Among the established innovators are those already creating huge impact on sustainability, with projects including the first solar thermal plant in Africa, recycled electric vehicle batteries that store renewable electricity in China, and upcycling saved grains from the brewing process to produce nutritious foods in the US.
- The implementation of green cleaning solutions to reduce water and energy use in brewing operations in Colombia
- Solutions delivering traceability and insurance for smallholder farmers in Africa and South America
- The collection of more than 1,000 tons of glass waste in Brazil
- Piloting returnable packaging in the United States
- Recycled electric vehicle batteries that store renewable electricity in China
- The ability to upcycle saved grains from the brewing process to produce nutritious foods in the United States
- The first solar thermal system to be installed at an AB InBev plant
How will the new program work?
So, how does it work? Applications are invited from entrepreneurs or small businesses (deadline for cohort 3 is May 31 2021) and the partners will choose 20-25 ideas which are then provided with funding.
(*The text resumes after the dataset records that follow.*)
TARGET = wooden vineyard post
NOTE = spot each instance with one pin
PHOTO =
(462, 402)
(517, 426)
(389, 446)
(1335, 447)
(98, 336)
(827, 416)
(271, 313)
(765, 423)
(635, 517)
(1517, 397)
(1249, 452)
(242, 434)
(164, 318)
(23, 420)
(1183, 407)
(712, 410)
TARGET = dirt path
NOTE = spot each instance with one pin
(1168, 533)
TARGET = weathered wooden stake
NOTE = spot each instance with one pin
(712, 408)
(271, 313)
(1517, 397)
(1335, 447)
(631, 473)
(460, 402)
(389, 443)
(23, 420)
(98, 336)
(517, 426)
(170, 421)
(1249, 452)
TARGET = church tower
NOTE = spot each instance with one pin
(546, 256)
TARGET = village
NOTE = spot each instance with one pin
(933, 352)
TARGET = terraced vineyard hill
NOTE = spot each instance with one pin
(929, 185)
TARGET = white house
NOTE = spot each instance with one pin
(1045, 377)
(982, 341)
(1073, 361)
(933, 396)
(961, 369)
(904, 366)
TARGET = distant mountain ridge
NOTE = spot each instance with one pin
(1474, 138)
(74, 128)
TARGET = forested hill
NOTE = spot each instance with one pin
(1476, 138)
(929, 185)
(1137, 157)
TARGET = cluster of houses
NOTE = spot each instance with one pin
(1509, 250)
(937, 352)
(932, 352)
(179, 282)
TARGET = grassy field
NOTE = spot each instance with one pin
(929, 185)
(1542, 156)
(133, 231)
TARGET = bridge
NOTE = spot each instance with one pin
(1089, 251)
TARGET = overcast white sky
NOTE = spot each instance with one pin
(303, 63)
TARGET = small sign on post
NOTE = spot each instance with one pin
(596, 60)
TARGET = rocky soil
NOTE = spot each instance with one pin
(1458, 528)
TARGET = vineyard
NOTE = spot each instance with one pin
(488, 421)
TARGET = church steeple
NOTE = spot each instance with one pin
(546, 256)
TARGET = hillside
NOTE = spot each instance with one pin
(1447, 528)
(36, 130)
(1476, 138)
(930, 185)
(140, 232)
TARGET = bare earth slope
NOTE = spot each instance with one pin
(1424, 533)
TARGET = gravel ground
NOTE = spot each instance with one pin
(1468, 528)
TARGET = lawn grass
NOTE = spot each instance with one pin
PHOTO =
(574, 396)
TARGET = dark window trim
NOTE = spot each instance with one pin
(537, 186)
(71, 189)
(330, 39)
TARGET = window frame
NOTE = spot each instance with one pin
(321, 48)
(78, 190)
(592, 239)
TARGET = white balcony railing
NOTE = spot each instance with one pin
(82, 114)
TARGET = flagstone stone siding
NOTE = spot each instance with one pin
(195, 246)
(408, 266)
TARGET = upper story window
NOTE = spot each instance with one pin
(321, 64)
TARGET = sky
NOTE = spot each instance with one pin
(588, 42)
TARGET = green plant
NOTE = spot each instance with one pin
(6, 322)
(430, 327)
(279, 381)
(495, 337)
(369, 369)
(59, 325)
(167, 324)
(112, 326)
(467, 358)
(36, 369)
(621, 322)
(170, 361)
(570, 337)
Project aligned with goals of the CPG multinationals
The participation by all three consumer packaged goods giants is in line with each of their own sustainability goals, with each passionate about transforming global supply chains towards a greener future, and knowledgeable that “we can achieve our purpose faster and more effectively with equally committed partners”, says Patricia Verduin, CTO of Colgate.
Since launching its World Without Waste sustainable packaging platform, Coca-Cola has actively engaged the startup community for inspiration and innovation and is an inaugural investor in Circulate Capital, a fund launched in 2019 focused on ventures, infrastructure and innovations preventing the flow of plastic into oceans.
The program’s social inequality component is also aligned with Unilever’s values. “This year, we made commitments to ensure that everyone who directly provides us with goods and services receives a living wage by 2030,” says Marc Engel, chief supply chain officer of Unilever. But that’s not all. “We’re increasing our spend with suppliers from underrepresented groups and committed to train 10 million young people.”